Stocks started off the third quarter down almost 7% through Halloween. Last week brought stocks back from their lows as the S&P 500® returned 2.45% last week. A three-day rally, starting on Tuesday, retreated on Friday after President Trump gave mixed statements on a potential trade deal with China.

Apple released quarterly earnings on Thursday that sent shockwaves through the technology indexes after a disappointing outlook for iPhone sales growth. Despite the top-heavy tech sector being one of the worst performing sectors in the S&P 500, Red Hat Inc was the top performing stock in the index after IBM announced it will acquire the company for a 54% premium. The $31 billion-dollar deal is expected to close by the end of 2019.

Going forward, the market will be looking for guidance from Washington as both sides of the aisle brace for a possible split decision that would have the House going to the Democrats and the Republicans holding on to the Senate majority. Looking past next Tuesday, initial jobless claims followed by the Federal Reserve’s Open Market Committee meeting will be waiting for investors after the dust settles from the midterm elections.

The S&P 500 was up 2.4% for the week. Its top-performing sectors were  Basic Materials (6.1%) and Financials (4.4%), while bottom-performing sectors were Technology (1.0%) and Utilities (-0.6%). In the fixed-income market, the 10-year Treasury yield was up, ending at 3.2%.

We continue to seek companies that reflect our Change-BasedSM  investment approach.


Underappreciated Change

ConocoPhillips (COP) is a major oil exploration and production company based in Houston, Texas. The company was formed in August 2002 when Phillips Petroleum acquired Conoco Inc.

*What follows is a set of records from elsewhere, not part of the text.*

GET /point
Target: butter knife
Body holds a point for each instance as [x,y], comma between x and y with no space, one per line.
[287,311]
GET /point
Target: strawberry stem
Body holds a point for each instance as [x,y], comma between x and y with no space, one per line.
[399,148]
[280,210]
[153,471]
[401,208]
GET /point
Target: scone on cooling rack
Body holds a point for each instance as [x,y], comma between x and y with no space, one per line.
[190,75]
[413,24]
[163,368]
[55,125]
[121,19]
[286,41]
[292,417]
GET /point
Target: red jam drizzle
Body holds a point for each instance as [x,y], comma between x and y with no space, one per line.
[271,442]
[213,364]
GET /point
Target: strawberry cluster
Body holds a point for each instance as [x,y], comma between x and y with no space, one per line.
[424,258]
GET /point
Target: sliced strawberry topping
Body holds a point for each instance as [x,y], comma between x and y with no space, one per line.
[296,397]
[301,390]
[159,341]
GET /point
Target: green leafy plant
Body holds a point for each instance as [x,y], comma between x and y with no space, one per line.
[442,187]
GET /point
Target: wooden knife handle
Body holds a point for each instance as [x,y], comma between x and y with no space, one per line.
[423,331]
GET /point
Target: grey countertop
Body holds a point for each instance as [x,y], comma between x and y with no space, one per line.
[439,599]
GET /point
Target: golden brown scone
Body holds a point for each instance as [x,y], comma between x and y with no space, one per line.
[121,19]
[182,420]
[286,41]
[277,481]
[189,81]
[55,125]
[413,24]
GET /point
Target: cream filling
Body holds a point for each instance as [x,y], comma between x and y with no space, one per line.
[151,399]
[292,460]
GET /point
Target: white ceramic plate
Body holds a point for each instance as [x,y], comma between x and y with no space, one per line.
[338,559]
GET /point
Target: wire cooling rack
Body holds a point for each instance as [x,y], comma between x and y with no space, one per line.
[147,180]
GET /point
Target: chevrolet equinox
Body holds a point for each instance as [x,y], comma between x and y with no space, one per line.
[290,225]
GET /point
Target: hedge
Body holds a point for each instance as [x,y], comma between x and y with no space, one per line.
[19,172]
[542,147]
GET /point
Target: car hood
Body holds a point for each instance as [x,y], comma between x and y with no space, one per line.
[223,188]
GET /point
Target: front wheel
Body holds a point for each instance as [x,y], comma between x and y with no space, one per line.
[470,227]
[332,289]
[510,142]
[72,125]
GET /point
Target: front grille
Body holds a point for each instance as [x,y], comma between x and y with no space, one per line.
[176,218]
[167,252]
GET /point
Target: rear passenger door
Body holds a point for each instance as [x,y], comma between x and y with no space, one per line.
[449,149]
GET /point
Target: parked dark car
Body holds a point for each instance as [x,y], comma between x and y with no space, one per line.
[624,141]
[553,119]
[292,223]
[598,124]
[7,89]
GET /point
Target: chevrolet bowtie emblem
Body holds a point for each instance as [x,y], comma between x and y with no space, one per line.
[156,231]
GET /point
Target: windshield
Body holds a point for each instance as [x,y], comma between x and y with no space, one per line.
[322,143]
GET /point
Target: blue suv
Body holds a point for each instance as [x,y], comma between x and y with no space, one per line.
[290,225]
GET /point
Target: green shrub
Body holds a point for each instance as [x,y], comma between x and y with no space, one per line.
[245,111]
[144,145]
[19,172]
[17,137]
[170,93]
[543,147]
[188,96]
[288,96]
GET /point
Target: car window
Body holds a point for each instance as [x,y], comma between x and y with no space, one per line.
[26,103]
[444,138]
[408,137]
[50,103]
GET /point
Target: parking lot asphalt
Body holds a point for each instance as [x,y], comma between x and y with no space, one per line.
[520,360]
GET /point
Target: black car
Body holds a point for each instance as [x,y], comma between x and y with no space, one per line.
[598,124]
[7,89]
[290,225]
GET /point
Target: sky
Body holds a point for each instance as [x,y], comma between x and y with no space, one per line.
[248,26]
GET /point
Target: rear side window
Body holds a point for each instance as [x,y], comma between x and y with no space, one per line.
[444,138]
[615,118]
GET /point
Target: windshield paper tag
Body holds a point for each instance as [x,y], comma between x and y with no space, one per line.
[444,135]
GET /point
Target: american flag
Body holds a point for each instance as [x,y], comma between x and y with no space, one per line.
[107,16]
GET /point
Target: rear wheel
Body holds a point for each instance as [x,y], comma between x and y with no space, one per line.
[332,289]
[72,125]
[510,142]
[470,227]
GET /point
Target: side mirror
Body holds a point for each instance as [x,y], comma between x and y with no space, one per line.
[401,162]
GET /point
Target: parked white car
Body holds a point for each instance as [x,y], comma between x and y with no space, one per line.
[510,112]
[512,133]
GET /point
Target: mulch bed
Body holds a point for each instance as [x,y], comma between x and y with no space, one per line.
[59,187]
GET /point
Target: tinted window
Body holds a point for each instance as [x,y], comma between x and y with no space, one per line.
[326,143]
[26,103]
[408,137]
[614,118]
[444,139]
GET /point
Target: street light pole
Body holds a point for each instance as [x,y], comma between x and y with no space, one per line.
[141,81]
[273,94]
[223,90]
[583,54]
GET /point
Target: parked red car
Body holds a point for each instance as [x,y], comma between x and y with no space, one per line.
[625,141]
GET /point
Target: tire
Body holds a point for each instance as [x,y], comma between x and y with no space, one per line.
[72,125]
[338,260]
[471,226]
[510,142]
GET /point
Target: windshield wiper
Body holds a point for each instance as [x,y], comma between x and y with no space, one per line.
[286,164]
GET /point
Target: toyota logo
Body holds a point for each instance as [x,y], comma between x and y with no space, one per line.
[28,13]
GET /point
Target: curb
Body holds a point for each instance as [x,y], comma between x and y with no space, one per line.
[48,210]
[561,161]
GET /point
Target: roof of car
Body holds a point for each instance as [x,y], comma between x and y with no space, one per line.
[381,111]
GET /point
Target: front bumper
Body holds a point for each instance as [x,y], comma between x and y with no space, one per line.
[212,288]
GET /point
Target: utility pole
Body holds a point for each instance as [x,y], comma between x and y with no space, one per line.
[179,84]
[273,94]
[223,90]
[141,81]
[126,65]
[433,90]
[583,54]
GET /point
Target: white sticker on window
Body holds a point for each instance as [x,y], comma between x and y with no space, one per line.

ConocoPhillips is going through several changes. The company is focusing on a more disciplined approach to oil production. Additionally, it has pledged to maintain a high-quality balance sheet and to double free cash flow by 2020. In addition, the company plans to return a portion of its cash flow to investors in the form of dividends and share repurchases. We believe these changes      remain underappreciated by Wall Street; thus,  we feel the stock fits well with Argent’s Change-BasedSM  investment approach.

 

 Top 5 Equity Holdings


Large Cap Growth

Alphabet Inc. (Google) 7.6%
Post Holdings, Inc. 5.1%
MasterCard, Inc. 4.5%
Target Corporation 4.2%
JP Morgan Chase & Co. 4.2%

Small Cap Core

Fortinet, Inc. 2.8%
Wintrust Financial Corp. 2.8%
Merit Medical Systems 2.7%
Health Ins. Innovations 2.7%
Premier, Inc. 2.6%

Dividend Select

JPMorgan Chase & Co. 5.8%
ConocoPhillips 4.4%
Pfizer, Inc. 4.4%
Target Corporation 4.2%
Occidental Petroleum 3.9%

Mid Cap 

CDW Corporation 3.3%
NetApp Inc. 3.2%
Cintas Corporation 3.1%
Globus Medical, Inc. 3.0%
Amedisys, Inc. 3.0%


This newsletter presents selected recommendations from portfolio managers of Argent Capital Management LLC, a registered investment advisor. Opinions reflect the portfolio manager’s judgment on the date above and are subject to change. A list of stocks recommended by Argent is available upon request. You should not assume that these recommendations are or will be profitable. In the course of it’s business, Argent’s client accounts may be buying and selling these stocks.